Data documented at intake examination included patient characteristics and mobility. Data documented at three optional interim visits included the use of analgesics for osteoporosis-related pain. Data documented at the end of the 12-month observation period included nonadherence to medication, persistence to medication, new osteoporotic fractures, mobility, use of analgesics for osteoporosis-related pain, and AEs/serious AEs (SAEs). Based on the description proposed by Vrijens et al. [10], nonadherence to medication was calculated by taking into account the number of patients who discontinued treatment, for whatever reason, before the end of the study. Persistence was calculated as the time between the initiation of medication and the point at which the patient took the last dose of medication. Mobility was evaluated by the physician, using a questionnaire. Patients were assigned to the following categories: full mobility, mild physical limitations, moderate physical limitations, severe physical limitations (partly dependent on outside help), and very severe physical limitations (always dependent on outside help).
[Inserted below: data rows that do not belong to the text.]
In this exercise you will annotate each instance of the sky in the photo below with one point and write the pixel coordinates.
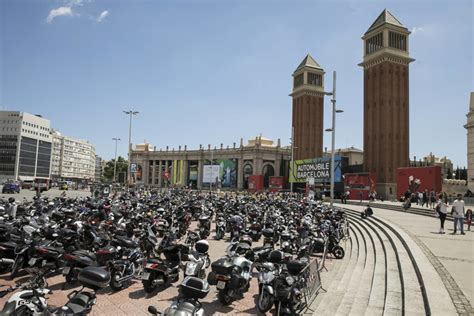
(212, 72)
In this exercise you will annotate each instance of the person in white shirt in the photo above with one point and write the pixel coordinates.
(442, 211)
(458, 214)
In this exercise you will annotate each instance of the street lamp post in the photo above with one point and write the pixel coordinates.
(115, 160)
(292, 157)
(212, 170)
(131, 113)
(333, 130)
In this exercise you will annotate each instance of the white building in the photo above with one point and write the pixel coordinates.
(72, 159)
(25, 146)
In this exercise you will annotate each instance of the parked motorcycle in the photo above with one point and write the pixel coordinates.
(232, 273)
(159, 272)
(31, 300)
(198, 261)
(191, 290)
(128, 267)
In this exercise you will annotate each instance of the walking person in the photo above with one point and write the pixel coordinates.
(432, 199)
(468, 219)
(441, 211)
(458, 213)
(425, 198)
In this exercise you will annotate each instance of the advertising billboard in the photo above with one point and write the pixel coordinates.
(210, 173)
(429, 178)
(316, 169)
(276, 184)
(360, 184)
(226, 173)
(255, 183)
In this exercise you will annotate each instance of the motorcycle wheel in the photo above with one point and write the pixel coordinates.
(148, 285)
(114, 284)
(338, 252)
(70, 277)
(265, 302)
(17, 265)
(224, 297)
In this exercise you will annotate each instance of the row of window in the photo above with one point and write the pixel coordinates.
(36, 126)
(395, 40)
(313, 79)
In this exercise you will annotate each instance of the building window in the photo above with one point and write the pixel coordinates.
(374, 43)
(298, 80)
(315, 79)
(397, 40)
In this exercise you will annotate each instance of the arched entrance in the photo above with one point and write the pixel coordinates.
(268, 171)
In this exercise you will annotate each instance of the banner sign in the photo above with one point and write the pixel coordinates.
(211, 173)
(317, 170)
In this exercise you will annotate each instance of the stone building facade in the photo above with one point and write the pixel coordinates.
(184, 167)
(308, 109)
(386, 100)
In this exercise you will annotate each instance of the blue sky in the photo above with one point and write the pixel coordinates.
(211, 72)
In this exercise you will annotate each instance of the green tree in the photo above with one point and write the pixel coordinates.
(122, 165)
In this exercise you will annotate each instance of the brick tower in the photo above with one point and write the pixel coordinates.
(308, 109)
(386, 100)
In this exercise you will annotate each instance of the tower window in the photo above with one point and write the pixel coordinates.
(374, 43)
(298, 80)
(315, 79)
(397, 40)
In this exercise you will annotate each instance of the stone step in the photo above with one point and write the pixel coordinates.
(358, 298)
(327, 277)
(413, 296)
(437, 294)
(335, 292)
(363, 272)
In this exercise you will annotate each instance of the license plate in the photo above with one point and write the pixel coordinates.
(145, 275)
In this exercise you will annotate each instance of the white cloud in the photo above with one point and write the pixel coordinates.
(417, 29)
(61, 11)
(102, 16)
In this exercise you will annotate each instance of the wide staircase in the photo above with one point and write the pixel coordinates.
(384, 272)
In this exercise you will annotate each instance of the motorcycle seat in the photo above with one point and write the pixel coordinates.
(8, 309)
(9, 244)
(85, 253)
(126, 242)
(54, 249)
(185, 308)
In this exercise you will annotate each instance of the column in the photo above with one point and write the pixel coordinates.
(186, 172)
(240, 173)
(277, 166)
(200, 171)
(167, 171)
(153, 172)
(160, 174)
(257, 166)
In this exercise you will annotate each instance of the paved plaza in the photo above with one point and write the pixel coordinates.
(396, 263)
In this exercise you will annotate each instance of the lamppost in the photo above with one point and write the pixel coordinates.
(212, 169)
(333, 130)
(292, 156)
(131, 113)
(115, 160)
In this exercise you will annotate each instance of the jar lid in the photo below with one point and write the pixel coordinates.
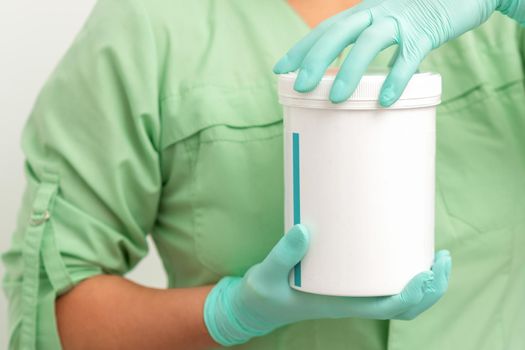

For each treatment arm, a comparison was made between the number of patients with full mobility at the start and end of the study. Reduction in analgesic use was also evaluated by the physician, again using a questionnaire. Patients were asked to respond “yes” or “no” when asked whether their analgesic intake was reduced at the end of the study as compared to baseline.
Statistical analyses
Sample size calculation
The sample size calculation was based on persistence. Assuming a 5 % difference in persistence between the two treatment arms and a power of 80 %, 360 patients would be required per group (alpha = 0.05, beta = 0.2, Program N of IDV Gauting, Munich).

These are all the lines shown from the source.